# Boat wreck ono island



## huntnflorida (May 24, 2008)

Sounds like a boat has capsized near Ono island. 3-4 people in the water.


----------



## huntnflorida (May 24, 2008)

Large twin engine boat. One fatality. All others accounted for with minor injuries.


----------



## delta dooler (Mar 6, 2008)

Damn....


----------



## Bodupp (Oct 3, 2007)

Perdido Pass?


----------



## huntnflorida (May 24, 2008)

Bodupp said:


> Perdido Pass?


Eastern end of Ono in Florida waters.


----------



## NoMoSurf (Oct 2, 2007)

What happened?


----------



## stc1993 (Nov 23, 2014)

I tried to look it up. it didn't show anything recent. But just look how many have been killed & hurt recently. I couldn't believe there are so many.

http://search.yahoo.com/yhs/search?p=boat+wreck+in+ono+island&ei=UTF-8&hspart=mozilla&hsimp=yhs-004

Slow down & be careful out there. It's not worth your life.

It's on there now, they said a 57 yo man was killed. Not many details of what happened.


----------



## H2OMARK (Oct 2, 2007)

News article last night stated it was in Alabama waters. What a shame

http://weartv.com/news/local/breaking-crews-respond-to-boat-crash-near-ono-island


----------



## huntnflorida (May 24, 2008)

H2OMARK said:


> News article last night stated it was in Alabama waters. What a shame
> 
> http://weartv.com/news/local/breaking-crews-respond-to-boat-crash-near-ono-island


FWC ended up using GPS to determine that. They passed the buck to Alabama marine patrol


----------



## 706Z (Mar 30, 2011)

Dang , we came through Pensacola pass not long after dark, 8:30 or so, didn't hear about till this morning. 
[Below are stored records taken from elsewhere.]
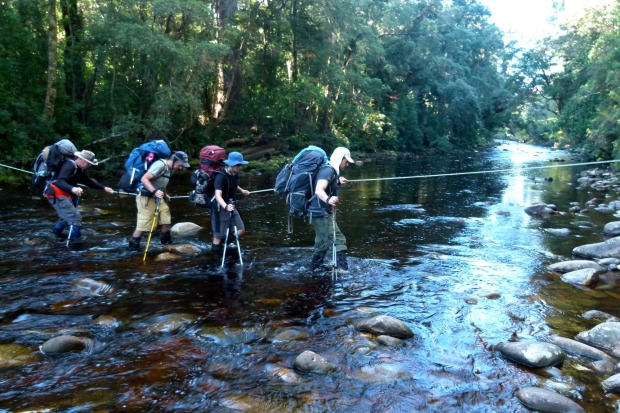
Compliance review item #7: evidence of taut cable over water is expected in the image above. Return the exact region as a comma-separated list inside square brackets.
[0, 159, 620, 199]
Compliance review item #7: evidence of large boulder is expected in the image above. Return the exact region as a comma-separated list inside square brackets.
[515, 387, 585, 413]
[575, 322, 620, 357]
[573, 237, 620, 259]
[495, 341, 566, 368]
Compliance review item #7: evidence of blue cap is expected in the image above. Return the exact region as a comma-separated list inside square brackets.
[224, 152, 249, 166]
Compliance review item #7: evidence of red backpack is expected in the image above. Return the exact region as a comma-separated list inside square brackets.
[189, 145, 226, 208]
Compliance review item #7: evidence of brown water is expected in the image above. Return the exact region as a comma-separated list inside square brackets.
[0, 144, 620, 412]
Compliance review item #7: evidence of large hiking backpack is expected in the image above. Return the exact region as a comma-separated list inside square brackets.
[30, 138, 77, 196]
[189, 145, 226, 208]
[274, 145, 328, 217]
[118, 139, 172, 193]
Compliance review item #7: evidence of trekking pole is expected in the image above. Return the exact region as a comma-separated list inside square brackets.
[221, 205, 232, 268]
[230, 199, 243, 265]
[332, 207, 338, 281]
[67, 196, 80, 248]
[142, 198, 161, 262]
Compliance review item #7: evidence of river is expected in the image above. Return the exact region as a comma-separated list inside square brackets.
[0, 142, 620, 413]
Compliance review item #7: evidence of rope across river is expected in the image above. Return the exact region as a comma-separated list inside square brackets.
[0, 159, 620, 198]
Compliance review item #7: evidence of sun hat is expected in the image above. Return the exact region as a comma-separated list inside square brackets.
[224, 152, 249, 166]
[73, 149, 99, 165]
[172, 151, 189, 168]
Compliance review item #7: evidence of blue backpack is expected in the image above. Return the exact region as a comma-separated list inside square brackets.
[118, 139, 172, 193]
[274, 145, 328, 222]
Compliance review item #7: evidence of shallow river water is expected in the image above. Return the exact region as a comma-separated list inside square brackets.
[0, 142, 620, 412]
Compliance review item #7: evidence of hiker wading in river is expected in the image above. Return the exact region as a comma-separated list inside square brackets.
[309, 147, 354, 272]
[43, 150, 114, 242]
[129, 151, 189, 251]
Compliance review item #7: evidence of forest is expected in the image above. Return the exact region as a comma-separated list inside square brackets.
[0, 0, 620, 175]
Sent from my iPhone using Tapatalk


----------



## H2OMARK (Oct 2, 2007)

A better article and video with more detail from Fox10.
http://www.fox10tv.com/story/36396637/1-dead-in-boat-crash-east-of-ono-island

I thought the state line was further west than the islands there past Galvez. Was always under the impression that it was at the Florabama and went due north bisecting Perdido Bay???


----------



## hjorgan (Sep 30, 2007)

Sounds like they cut that corner and hit the sandbar at the little island that is almost gone now. That sandbar has moved way out. I used to cut that corner but no longer.


----------



## H2OMARK (Oct 2, 2007)

Yeah, Sounds like the may have come up Old River and were cutting across to the ICW. I've got that route marked out on my GPS cause I've drug the sand there myself a time or two. All speculation on my part regarding their path. Either way, terrible accident.


----------



## boomshakalaka (Dec 4, 2012)

H2OMARK said:


> Yeah, Sounds like the may have come up Old River and were cutting across to the ICW. I've got that route marked out on my GPS cause I've drug the sand there myself a time or two. All speculation on my part regarding their path. Either way, terrible accident.
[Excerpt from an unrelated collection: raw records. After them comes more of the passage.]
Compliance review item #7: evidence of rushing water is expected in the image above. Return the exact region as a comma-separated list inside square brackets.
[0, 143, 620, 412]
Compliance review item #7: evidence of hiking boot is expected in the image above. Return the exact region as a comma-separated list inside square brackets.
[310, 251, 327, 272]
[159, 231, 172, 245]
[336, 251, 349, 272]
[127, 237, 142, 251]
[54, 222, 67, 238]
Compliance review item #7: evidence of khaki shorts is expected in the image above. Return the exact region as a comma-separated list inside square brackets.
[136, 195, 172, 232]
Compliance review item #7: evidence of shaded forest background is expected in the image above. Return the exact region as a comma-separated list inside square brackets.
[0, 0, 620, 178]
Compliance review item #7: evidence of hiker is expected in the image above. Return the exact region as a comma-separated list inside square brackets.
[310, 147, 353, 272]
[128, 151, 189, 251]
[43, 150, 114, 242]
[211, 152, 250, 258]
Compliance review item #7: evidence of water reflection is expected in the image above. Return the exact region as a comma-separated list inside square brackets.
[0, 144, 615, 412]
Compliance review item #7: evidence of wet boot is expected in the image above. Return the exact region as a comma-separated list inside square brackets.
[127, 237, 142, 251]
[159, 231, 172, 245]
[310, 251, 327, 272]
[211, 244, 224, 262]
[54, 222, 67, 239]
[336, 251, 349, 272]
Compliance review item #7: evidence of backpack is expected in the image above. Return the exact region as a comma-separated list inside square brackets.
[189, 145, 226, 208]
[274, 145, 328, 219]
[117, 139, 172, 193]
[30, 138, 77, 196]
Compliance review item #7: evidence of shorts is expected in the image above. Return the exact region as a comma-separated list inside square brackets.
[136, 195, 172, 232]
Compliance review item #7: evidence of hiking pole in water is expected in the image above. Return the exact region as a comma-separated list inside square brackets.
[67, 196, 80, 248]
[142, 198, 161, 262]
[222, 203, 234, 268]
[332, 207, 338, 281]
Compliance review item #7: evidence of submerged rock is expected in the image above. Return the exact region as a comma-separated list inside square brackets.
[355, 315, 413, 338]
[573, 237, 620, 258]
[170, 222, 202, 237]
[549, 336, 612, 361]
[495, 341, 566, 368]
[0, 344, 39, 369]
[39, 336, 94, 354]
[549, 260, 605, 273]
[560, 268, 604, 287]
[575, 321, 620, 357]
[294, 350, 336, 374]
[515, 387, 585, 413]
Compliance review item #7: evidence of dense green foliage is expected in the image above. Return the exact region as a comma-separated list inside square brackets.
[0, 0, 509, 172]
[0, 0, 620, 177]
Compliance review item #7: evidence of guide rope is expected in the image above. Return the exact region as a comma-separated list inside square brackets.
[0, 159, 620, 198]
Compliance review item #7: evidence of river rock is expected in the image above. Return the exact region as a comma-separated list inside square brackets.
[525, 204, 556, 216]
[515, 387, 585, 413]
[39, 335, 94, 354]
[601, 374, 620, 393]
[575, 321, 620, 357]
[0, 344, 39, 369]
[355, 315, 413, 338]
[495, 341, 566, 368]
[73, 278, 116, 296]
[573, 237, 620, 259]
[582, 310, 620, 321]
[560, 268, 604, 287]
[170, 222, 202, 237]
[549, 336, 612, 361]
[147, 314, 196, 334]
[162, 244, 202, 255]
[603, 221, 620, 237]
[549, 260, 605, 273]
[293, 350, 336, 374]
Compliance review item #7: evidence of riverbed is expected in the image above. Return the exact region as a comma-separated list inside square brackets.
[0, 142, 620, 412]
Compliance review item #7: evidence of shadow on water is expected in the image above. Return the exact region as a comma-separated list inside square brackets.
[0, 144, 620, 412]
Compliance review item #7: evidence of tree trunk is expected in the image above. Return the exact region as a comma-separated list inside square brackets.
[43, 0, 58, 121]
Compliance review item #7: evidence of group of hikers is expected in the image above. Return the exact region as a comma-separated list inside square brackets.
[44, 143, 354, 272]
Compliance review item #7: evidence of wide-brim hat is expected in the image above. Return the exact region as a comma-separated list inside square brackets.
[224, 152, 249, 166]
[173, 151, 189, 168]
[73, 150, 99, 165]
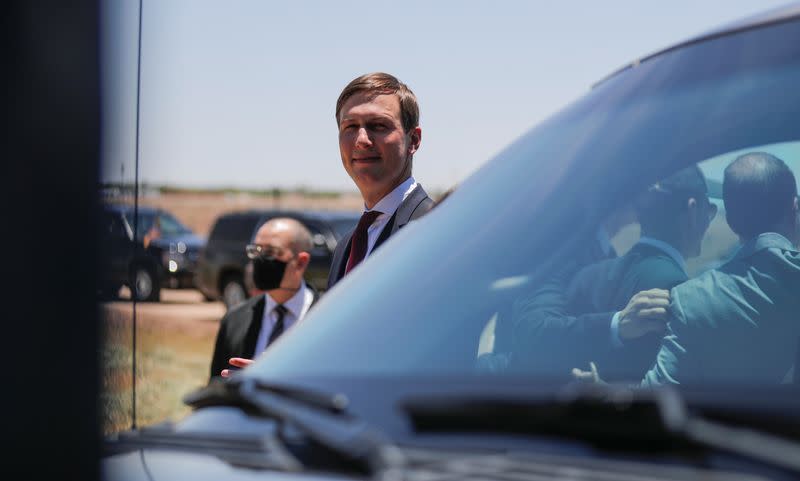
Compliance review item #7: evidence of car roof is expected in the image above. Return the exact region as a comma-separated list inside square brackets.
[592, 2, 800, 88]
[220, 209, 361, 221]
[103, 204, 161, 214]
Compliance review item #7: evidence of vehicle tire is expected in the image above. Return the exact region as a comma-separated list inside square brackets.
[98, 284, 122, 302]
[222, 277, 247, 309]
[131, 266, 161, 302]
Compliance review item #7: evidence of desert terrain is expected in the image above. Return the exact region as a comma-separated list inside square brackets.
[99, 188, 362, 434]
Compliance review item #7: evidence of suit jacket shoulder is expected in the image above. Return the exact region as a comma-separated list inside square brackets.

I'm guessing this is what happened. And isn't it also the exact same thing that happened a few years back where the guy killed his sister and mom or something coming back from the Flora-Bama drunk?

The state line loops around all of Ono Island right there down the middle of Ole River, so very well could have been in Alabama waters.


----------



## H2OMARK (Oct 2, 2007)

boomshakalaka said:


> I'm guessing this is what happened. And isn't it also the exact same thing that happened a few years back where the guy killed his sister and mom or something coming back from the Flora-Bama drunk?
> 
> The state line loops around all of Ono Island right there down the middle of Ole River, so very well could have been in Alabama waters.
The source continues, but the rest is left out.